Inside the GDP report

Friday, July 27, 2007

After a dismal showing in the first quarter, the U.S. economy grew at an annualized rate of 3.4 percent in the second quarter, the best performance in over a year. The details, however, contain some ominous signs for what may lay ahead.

Gross domestic product measures the total output of an economy or the combined value of all goods and services and is the most important indicator of economic health.

There are four major categories:

  • Personal consumption expenditures
  • Gross private domestic investment
  • Net exports of goods and services
  • Government consumption expenditures and gross investment
As shown in the chart below, consumer spending (in blue) has contributed the lion's share of growth in recent years but contracted sharply from a 2.56 percentage point contribution to overall GDP in the first quarter to just 0.89 percentage points in the second quarter.

With the exception of the Hurricane Katrina afected fourth quarter of 2005, this was the weakest period of consumer spending since the second quarter of 2001, and is roughly half of the average for the last four years.

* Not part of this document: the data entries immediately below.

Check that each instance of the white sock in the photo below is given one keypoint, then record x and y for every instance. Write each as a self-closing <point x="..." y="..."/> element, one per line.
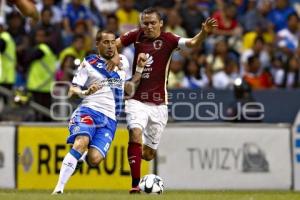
<point x="67" y="169"/>
<point x="83" y="156"/>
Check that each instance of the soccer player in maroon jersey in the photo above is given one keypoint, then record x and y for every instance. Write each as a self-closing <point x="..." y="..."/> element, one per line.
<point x="146" y="110"/>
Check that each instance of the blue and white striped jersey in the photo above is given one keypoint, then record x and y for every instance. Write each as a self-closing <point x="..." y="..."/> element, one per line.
<point x="109" y="99"/>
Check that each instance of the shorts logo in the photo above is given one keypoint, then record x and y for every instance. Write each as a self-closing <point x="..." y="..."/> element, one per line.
<point x="157" y="44"/>
<point x="76" y="129"/>
<point x="108" y="136"/>
<point x="87" y="119"/>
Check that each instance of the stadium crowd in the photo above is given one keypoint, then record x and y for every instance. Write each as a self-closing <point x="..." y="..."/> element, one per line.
<point x="257" y="40"/>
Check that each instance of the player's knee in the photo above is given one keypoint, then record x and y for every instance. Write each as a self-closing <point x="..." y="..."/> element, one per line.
<point x="94" y="161"/>
<point x="81" y="143"/>
<point x="135" y="135"/>
<point x="149" y="155"/>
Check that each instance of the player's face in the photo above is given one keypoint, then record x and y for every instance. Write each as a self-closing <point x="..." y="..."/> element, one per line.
<point x="151" y="25"/>
<point x="107" y="45"/>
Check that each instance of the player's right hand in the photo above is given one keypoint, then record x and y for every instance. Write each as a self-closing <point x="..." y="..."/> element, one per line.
<point x="142" y="60"/>
<point x="92" y="89"/>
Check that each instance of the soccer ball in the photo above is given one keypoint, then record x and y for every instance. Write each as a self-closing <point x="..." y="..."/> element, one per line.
<point x="152" y="183"/>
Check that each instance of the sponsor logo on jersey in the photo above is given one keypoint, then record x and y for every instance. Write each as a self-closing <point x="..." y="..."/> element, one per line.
<point x="157" y="44"/>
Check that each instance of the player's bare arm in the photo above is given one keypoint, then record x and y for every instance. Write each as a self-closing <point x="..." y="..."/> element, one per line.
<point x="130" y="86"/>
<point x="27" y="8"/>
<point x="115" y="61"/>
<point x="76" y="91"/>
<point x="207" y="27"/>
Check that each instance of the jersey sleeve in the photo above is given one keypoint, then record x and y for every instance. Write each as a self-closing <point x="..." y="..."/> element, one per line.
<point x="129" y="37"/>
<point x="81" y="75"/>
<point x="173" y="40"/>
<point x="126" y="67"/>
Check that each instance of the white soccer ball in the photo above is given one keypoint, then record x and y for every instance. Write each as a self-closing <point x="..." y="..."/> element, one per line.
<point x="152" y="184"/>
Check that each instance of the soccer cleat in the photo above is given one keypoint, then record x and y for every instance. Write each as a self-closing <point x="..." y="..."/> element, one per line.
<point x="135" y="190"/>
<point x="78" y="166"/>
<point x="57" y="192"/>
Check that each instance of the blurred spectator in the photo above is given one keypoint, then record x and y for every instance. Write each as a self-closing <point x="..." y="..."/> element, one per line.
<point x="227" y="21"/>
<point x="244" y="108"/>
<point x="66" y="69"/>
<point x="106" y="6"/>
<point x="192" y="18"/>
<point x="255" y="76"/>
<point x="8" y="58"/>
<point x="56" y="16"/>
<point x="81" y="28"/>
<point x="174" y="24"/>
<point x="262" y="29"/>
<point x="290" y="76"/>
<point x="277" y="70"/>
<point x="53" y="29"/>
<point x="279" y="15"/>
<point x="42" y="66"/>
<point x="75" y="11"/>
<point x="288" y="38"/>
<point x="16" y="28"/>
<point x="112" y="24"/>
<point x="255" y="15"/>
<point x="259" y="49"/>
<point x="195" y="76"/>
<point x="216" y="60"/>
<point x="224" y="79"/>
<point x="76" y="49"/>
<point x="127" y="15"/>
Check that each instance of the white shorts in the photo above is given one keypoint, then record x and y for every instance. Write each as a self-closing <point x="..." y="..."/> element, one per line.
<point x="150" y="118"/>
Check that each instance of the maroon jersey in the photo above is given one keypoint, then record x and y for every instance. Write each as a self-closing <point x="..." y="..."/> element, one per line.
<point x="153" y="86"/>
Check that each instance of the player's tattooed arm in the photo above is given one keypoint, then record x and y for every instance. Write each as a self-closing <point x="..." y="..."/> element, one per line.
<point x="130" y="86"/>
<point x="115" y="61"/>
<point x="207" y="27"/>
<point x="76" y="91"/>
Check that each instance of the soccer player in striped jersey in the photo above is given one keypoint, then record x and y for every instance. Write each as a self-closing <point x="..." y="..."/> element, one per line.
<point x="93" y="123"/>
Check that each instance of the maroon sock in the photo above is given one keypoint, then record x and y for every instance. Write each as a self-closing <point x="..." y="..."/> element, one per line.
<point x="134" y="153"/>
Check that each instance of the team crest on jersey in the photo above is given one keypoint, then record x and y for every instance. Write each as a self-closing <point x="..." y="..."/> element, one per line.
<point x="157" y="44"/>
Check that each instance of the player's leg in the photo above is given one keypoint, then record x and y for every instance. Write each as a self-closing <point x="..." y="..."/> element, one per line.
<point x="70" y="161"/>
<point x="137" y="118"/>
<point x="134" y="153"/>
<point x="81" y="130"/>
<point x="101" y="141"/>
<point x="153" y="131"/>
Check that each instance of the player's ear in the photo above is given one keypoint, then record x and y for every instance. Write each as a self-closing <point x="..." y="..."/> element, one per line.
<point x="161" y="23"/>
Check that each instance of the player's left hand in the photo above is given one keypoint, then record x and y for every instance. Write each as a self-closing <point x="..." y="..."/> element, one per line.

You can see what might happen above based on the lagged effect of the housing boom on consumption. Private domestic investment (in red), of which one-third is residential construction, began to wane early in 2006 and then turned negative - now consumer spending drops precipitously.

Where will consumer spending go from here?

The last time consumer spending detracted from economic growth was back in 1991, but just maintaining the current level will likely be enough to post a negative overall growth number given the volatility in the other components.

Consumer spending, driven in large part by the housing boom and increased debt, has been a prop under the U.S. economy for years - it may be that the prop is being removed.

AddThis Social Bookmark Button


Anonymous said...

If oil prices stay elevated (about 10 percent higher so far in Q3 vs. Q2), the positive net exports for Q2 will turn negative in Q3. It looks like the gubmnt needs to step up.

Anonymous said...

Your charts and graphs are sooooo pornographic, Google probably has a problem distinguishing them from a Playboy center-fold.

Anonymous said...

Very nice work on that chart Tim. This is simply original and clever.